(CNN) -- Jaycee Dugard will testify against the couple that allegedly held her captive in an elaborate compound hidden in their backyard for 18 years if there is a trial, a lawyer for her family said at a news conference Thursday.
This photo of Jaycee Dugard was taken at the 1991 Rose Bowl parade. She was abducted later that year.
Attorney McGregor Scott admitted it has been a difficult transition for Dugard and her two children -- who police say were fathered by her captor -- given her captivity spanned more than half her life and was the only world she knew for so long.
"But there is no question that she knows that terrible and wrong things were done to her and that those people must be held accountable," Scott said.
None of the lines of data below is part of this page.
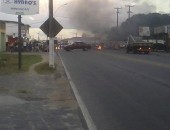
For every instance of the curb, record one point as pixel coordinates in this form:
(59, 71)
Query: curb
(88, 120)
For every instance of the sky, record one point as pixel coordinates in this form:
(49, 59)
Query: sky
(89, 15)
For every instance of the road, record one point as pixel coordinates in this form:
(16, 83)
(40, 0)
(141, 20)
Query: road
(122, 91)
Scott said he had no idea when a trial would be set for Phillip and Nancy Garrido, who have both pleaded not guilty to charges relating to Dugard's alleged kidnapping and subsequent abuse.
He acknowledged Dugard would have to relive the "trauma" in court by sharing the "very, very sordid tale."
Scott also said that because of Phillip Garrido's previous criminal history, which includes a kidnapping and rape charge for which he was registered as a sex offender, Garrido would automatically receive a sentence of 25 years to life if he were found guilty on only one felony charge.
But Scott said the family is trying not to focus on any of that and instead work on building a new life together. He said he had met with Dugard and her family twice for a couple of hours and was happy to see "how well they had been doing."
"Even more encouraging was the second time I met with them, I saw progress," he said.
"I'm just very pleasantly surprised watching the dynamics, and I think it's a very positive thing going forward."
Scott said Dugard's daughters, who police said never went to school or a doctor, were receiving tutoring. Dugard has been participating and observing.
"This is a woman whose [own] formal education ended in the fifth grade," he said. "She has a brain that she wants to develop, so it's a very positive thing."
The family received medical attention and counseling beginning the day Dugard and her children were discovered, Scott said. He also said they had received donations of more than $100,000 from the public, which would help the girls as they get older.
He praised law enforcement and family members for helping protect Dugard and her children after her discovery.
"[They are] very guarded in allowing the girls access to TV news, Internet, etc.," he said. "Because they're being a mother, a grandmother, protecting the girls from too much information too early."
He said he knows there is a curiosity about where the family is, but pleaded that the public and the media give the family time to heal.
More than anything, Scott said, Dugard's family is working to make life as normal as possible and allow them to make up for lost time.
"To watch the interaction between Jaycee and her mother ... after 18 years is remarkable," Scott said. "The emotions there, I think they're still wrestling with all of that but I think they're making great progress."